First install the repo and requirements.

In [None]:
%pip --quiet install git+https://github.com/wilson-labs/cola.git

# Spectral Clustering

In this application, we'll show how `CoLA` can be used to perform Spectral Clustering. This application allows us to showcase our `Sparse` operator.

In terms of the data, we will use the arXiv paper citation network of High Energy Physics. This is a directed graph showing the papers cited for each paper in the dataset. As in this case we will consider two papers to be related if at least one cited the other, then it will suffice to use an undirected graph. 

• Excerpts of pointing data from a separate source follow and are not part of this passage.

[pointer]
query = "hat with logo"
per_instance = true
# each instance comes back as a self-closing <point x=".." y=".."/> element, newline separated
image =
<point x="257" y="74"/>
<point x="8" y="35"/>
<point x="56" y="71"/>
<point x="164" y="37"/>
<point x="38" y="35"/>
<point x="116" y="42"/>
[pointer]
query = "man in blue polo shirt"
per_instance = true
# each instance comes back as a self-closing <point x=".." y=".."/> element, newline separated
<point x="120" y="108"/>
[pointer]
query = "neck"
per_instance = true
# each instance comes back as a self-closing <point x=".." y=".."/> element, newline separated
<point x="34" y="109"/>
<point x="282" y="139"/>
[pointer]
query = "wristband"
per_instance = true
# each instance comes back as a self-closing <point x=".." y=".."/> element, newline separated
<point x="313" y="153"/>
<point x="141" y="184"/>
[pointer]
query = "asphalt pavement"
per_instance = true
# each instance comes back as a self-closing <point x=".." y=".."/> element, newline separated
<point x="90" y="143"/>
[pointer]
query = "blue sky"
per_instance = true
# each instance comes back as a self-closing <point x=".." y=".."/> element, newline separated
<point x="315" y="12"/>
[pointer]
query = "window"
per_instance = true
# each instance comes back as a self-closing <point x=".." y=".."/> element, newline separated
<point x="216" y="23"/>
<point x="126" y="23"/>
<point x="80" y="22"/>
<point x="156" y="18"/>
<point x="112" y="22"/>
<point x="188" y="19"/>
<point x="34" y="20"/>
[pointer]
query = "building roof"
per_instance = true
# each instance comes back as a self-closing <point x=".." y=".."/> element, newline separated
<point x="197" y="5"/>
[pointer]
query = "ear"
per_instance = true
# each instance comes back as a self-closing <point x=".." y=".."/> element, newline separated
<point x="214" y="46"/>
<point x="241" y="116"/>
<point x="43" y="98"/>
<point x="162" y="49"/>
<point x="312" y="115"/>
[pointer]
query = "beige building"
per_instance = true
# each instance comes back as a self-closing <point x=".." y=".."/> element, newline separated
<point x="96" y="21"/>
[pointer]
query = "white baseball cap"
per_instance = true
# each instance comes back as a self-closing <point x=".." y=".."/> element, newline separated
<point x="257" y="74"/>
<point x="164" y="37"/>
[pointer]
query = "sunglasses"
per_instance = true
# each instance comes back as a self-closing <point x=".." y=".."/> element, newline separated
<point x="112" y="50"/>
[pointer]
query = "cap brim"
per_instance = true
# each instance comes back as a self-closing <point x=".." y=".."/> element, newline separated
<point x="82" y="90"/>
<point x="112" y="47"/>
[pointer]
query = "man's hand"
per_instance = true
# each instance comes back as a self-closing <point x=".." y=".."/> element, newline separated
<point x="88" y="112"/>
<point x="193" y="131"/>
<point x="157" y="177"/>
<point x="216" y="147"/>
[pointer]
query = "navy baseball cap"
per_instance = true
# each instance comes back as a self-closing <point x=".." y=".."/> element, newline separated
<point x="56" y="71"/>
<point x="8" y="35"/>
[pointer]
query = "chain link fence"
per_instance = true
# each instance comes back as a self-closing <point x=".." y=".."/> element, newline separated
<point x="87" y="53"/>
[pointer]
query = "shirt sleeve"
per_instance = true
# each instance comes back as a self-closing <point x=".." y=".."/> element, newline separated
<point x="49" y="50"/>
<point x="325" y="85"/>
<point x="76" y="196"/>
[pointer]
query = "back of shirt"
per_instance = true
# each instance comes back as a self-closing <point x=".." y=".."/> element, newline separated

The following command would download the data in case it is not on the `data` folder under the user's `HOME` directory.

In [1]:
![ ! -f "$HOME/data/cit-HepPh.txt" ] && wget -P ~/data https://www.andpotap.com/static/cit-HepPh.txt

In [2]:
import os

input_path = os.path.join(os.environ['HOME'], "data/cit-HepPh.txt")

To pre-process the data we will use the following code:

In [3]:
import pandas as pd
from scipy.sparse import csr_matrix
import numpy as np


def load_graph_data(filepath, dtype, xnp, num_edges=-1):
    df = pd.read_csv(filepath, skiprows=4, delimiter="\t", header=None, names=["to", "from"])
    df = df[:num_edges]
    df2 = pd.read_csv(filepath, skiprows=4, delimiter="\t", header=None, names=["from", "to"])
    df2 = df2[:num_edges]
    df_undir = pd.concat((df, df2), axis=0)
    df_undir = df_undir.drop_duplicates()
    id_map = map_nodes_to_id(df_undir["from"].unique())
    N = len(id_map)
    print(f"Found {N:,d} nodes")
    for col in ["from", "to"]:
        df_undir[col] = df_undir[col].map(id_map)
    data = np.ones(shape=len(df_undir))
    row, col = np.array(df_undir["to"]), np.array(df_undir["from"])
    sparse_matrix = csr_matrix((data, (row, col)), shape=(N, N))
    out = transform_to_csr(sparse_matrix, xnp, dtype)
    data, col_ind, rowptr, shape = out
    return data, col_ind, rowptr, shape


def transform_to_csr(sparse_matrix, xnp, dtype):
    data = xnp.array(sparse_matrix.data, dtype=dtype, device=None)
    indices = xnp.array(sparse_matrix.indices, dtype=xnp.int64, device=None)
    indptr = xnp.array(sparse_matrix.indptr, dtype=xnp.int64, device=None)
    return data, indices, indptr, sparse_matrix.shape


def map_nodes_to_id(nodes):
    out = {}
    for idx in range(len(nodes)):
        out[int(nodes[idx])] = idx
    return out

The function `load_graph_data` creates the column indices and row pointers needed for the sparse [CSR format](https://en.wikipedia.org/wiki/Sparse_matrix). Now, we can load the data and create our `Sparse` adjacency matrix as follows

In [4]:
import torch
import cola
from cola import torch_fns as xnp

num_edges = -1
dtype = torch.float64
data, col_ind, rowptr, shape = load_graph_data(input_path, dtype, xnp, num_edges)
Ad = cola.ops.Sparse(data, col_ind, rowptr, shape)

Found 34,545 nodes


  self.A = self.xnp.sparse_csr(indptr, indices, data)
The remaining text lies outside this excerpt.